Let's be real - we all feel refreshed and ready to take on the world on January 1. There's lots of energy, you have that gun-ho feeling of being able and ready to do everything and anything. You're optimistic, happy, inspired, and smiling. But we also know that resolutions are hard to follow after the first week or month of the new year. There are countless articles about keeping yourself motivated, with even more numerous tips to help ease the weight of a New Year's Resolution. Everything from keeping your goals small and manageable, having a buddy to keep you accountable, telling your friends via social media to have all of them keep you going, using apps to track your progress, rewarding yourself for small milestones, etc. Frankly, even the advice can get overwhelming.
Big or small, resolutions can be scary and intimidating, whatever they are. Change in general is pretty scary, so it's no surprise that after making your big resolution, you start to drift towards your old habits.
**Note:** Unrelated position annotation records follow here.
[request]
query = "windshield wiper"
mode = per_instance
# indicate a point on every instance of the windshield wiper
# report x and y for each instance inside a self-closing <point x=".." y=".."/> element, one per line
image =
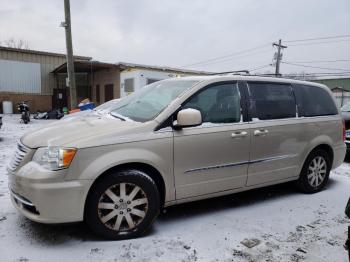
<point x="117" y="116"/>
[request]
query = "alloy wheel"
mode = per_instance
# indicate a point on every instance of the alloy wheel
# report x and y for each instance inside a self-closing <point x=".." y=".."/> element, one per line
<point x="122" y="207"/>
<point x="317" y="171"/>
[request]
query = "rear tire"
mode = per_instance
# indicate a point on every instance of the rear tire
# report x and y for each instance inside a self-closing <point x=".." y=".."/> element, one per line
<point x="315" y="173"/>
<point x="122" y="205"/>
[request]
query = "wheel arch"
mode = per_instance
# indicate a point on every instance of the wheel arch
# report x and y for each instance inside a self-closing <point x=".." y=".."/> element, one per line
<point x="146" y="168"/>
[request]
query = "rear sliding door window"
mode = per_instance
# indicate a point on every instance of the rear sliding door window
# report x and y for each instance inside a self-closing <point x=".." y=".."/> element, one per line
<point x="271" y="101"/>
<point x="314" y="101"/>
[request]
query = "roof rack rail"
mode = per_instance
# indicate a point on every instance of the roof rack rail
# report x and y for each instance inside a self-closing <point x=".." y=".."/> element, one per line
<point x="239" y="72"/>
Whether you make a resolution to stay healthy, sing in the rain, write a novel, get into graduate school, open your heart to a new relationship, talk to your far-away friends more often, or find a moment to smile about every day, we all wish to keep our momentum going past January.
The season influences you to make these resolutions, but most of them could be summarized to "living everyday life as best we can", to put it succinctly. We don't want to just wave through a window, we want to defy gravity (yes, those were Dear Evan Hanson and Wicked references, respectively), we all just want to be happy with the lives we live. Maybe we fall down, but that's just a part of our lives, and we pick ourselves up and keep going. As Margaret Mitchell's Scarlett O'Hara put it simply, "After all, tomorrow is another day" (Gone with the Wind, 1936).
Jojo Moyes wrote, "You only get one life. It's actually your duty to live it as fully as possible" (Me Before You, 2012). That includes making mistakes, potentially very big ones, very stupid ones, or very trivial ones, but mistakes that help you to evolve and learn nonetheless. You don't need a declarative resolution to make those mistakes, and you definitely don't need it to remember what makes you happy and what makes you feel like you're living the life you want.
So make your resolutions, but remember that it doesn't have to be New Year's Eve for you to make resolutions and don't be disappointed when you can't hold on to them past January. Remember that you can make them everyday, restart everyday. Look at the stars, reach for them, and show everyone that your feet are still on the ground. For as Walt Disney said, "All our dreams can come true, if we have the courage to pursue them." Go after them every day, even the little quotidian ones. Go after them not just because it's that's time of year.